According to the preliminary results of the National Retail Security Survey released earlier this summer, retailers lost more than $34 billion to theft in 2011. Theft by employees constituted the majority of those losses, accounting for nearly 44 percent or more than $15 billon.
While many believe the solution to reducing employee thefts is through the implementation of the latest and greatest security technologies, a new study suggests that the solution to the problem could be much simpler – just pay the employees more.
The study, "Can Wages Buy Honesty? The Relationship between Relative Wages and Employee Theft," looked at cash shortage and inventory shrinkage in relation to wages paid using datasets from the convenience store industry and found that not only do higher wages lead to a reduction in shrink, but they also promote social norms that discourage employees from stealing.

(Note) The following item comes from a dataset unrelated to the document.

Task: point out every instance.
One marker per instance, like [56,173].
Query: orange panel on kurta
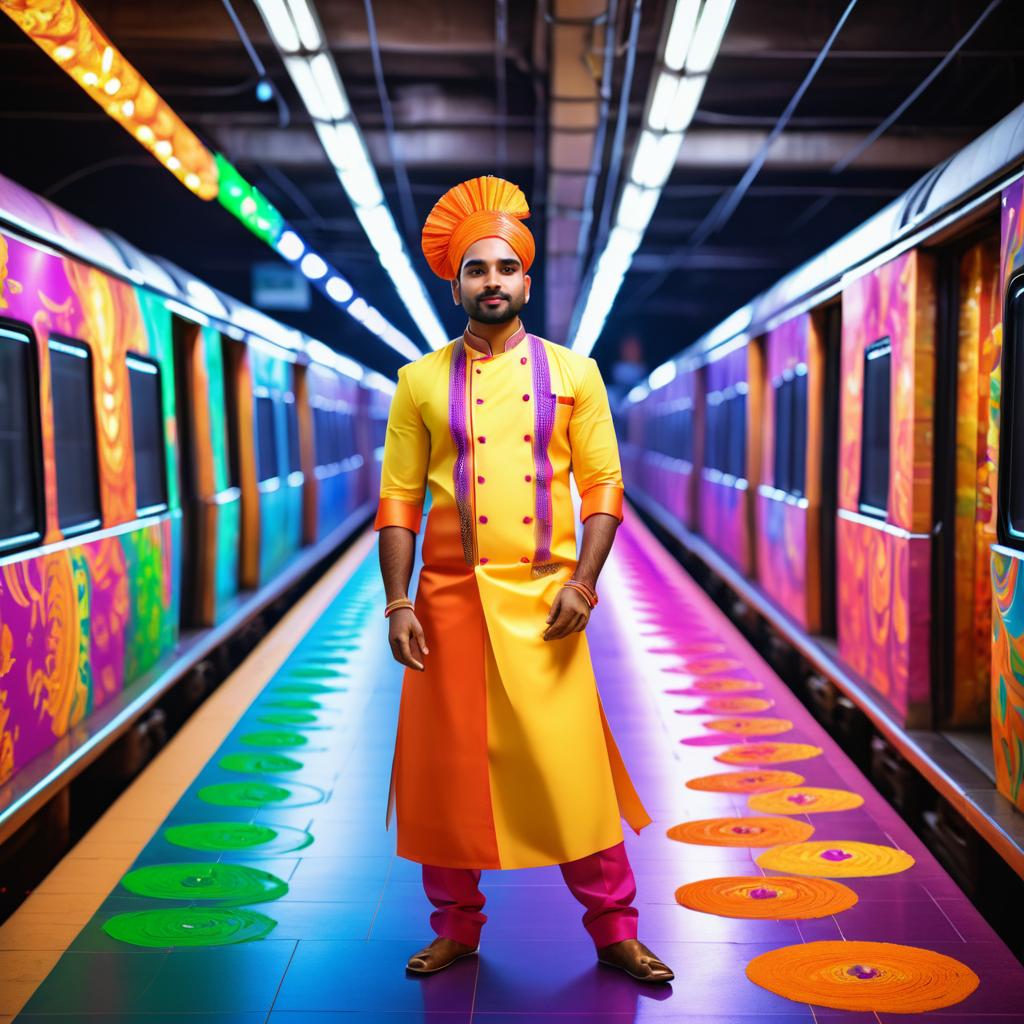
[440,773]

Though this study only looked at convenient stores, Clara Xiaoling Chen, an assistant professor of accountancy at the University of Illinois at Urbana-Champaign, who co-authored the study with Tatiana Sandino of the University of Southern California, said that the results would be applicable to most retail environments.
"In our study we show that, for example, if you pay (employees) one more dollar for their hourly wage, you can recover about 40 percent of that one dollar from theft prevention," Chen explained. "And if you take into account other benefits, it’s probably going to be greater than the one dollar cost. For example, at a larger retailer, maybe the percentage of pay premium that can be recovered from theft prevention may be higher or lower and they just have to estimate the other benefits from a higher wage and see whether the benefits outweigh the costs."
Among the benefits that Chen and Sandino didn’t take into account included increased productivity, as well as lower turnover and training costs that result from higher wages. "If you paid them higher wages, they would probably make a greater effort to sell a product and they’re less likely to quit, they’re less likely to go to another store and that will reduce the training costs and hiring costs for example," she said.
Chen said that one of the most surprising findings from the study was the fact that property crime rates where stores were located had virtually no impact on cash shortage or inventory shrink. And while having multiple employees work the same shift did help reduce cash shortage at the stores examined in the study, it had the opposite impact when it came to inventory shrinkage.
"We normally think that if there are multiple employees in a store at the same time, they should monitor each other and it should lead to less dysfunctional behavior, but we found the opposite for employee shrinkage," Chen said. "Our conjecture is that for cash theft, there is a clear norm that stealing cash is wrong so there is stronger social sanction against cash theft. So when there are multiple employees in the same shift, it is less likely for one of them to steal cash from the register. There’s less sanction against inventory shrinkage. The morale matters a lot, so if you gave them higher wages and they feel grateful and they feel content, they’re more likely to monitor each other. But if you gave them a lower wage, they feel resentful and they then collude to steal beer, food or some smaller item from the employer."
Security cameras may also not be of much help in curbing employee theft, according to Chen. "Surveillance cameras do not help because employees that are experienced, they can circumvent, they know where to steal so that it will not be caught by the cameras," she added
The main takeaway from the study, according to Chen, is that retailers should look at boosting their loss prevention efforts through wages and other forms of employee recognition.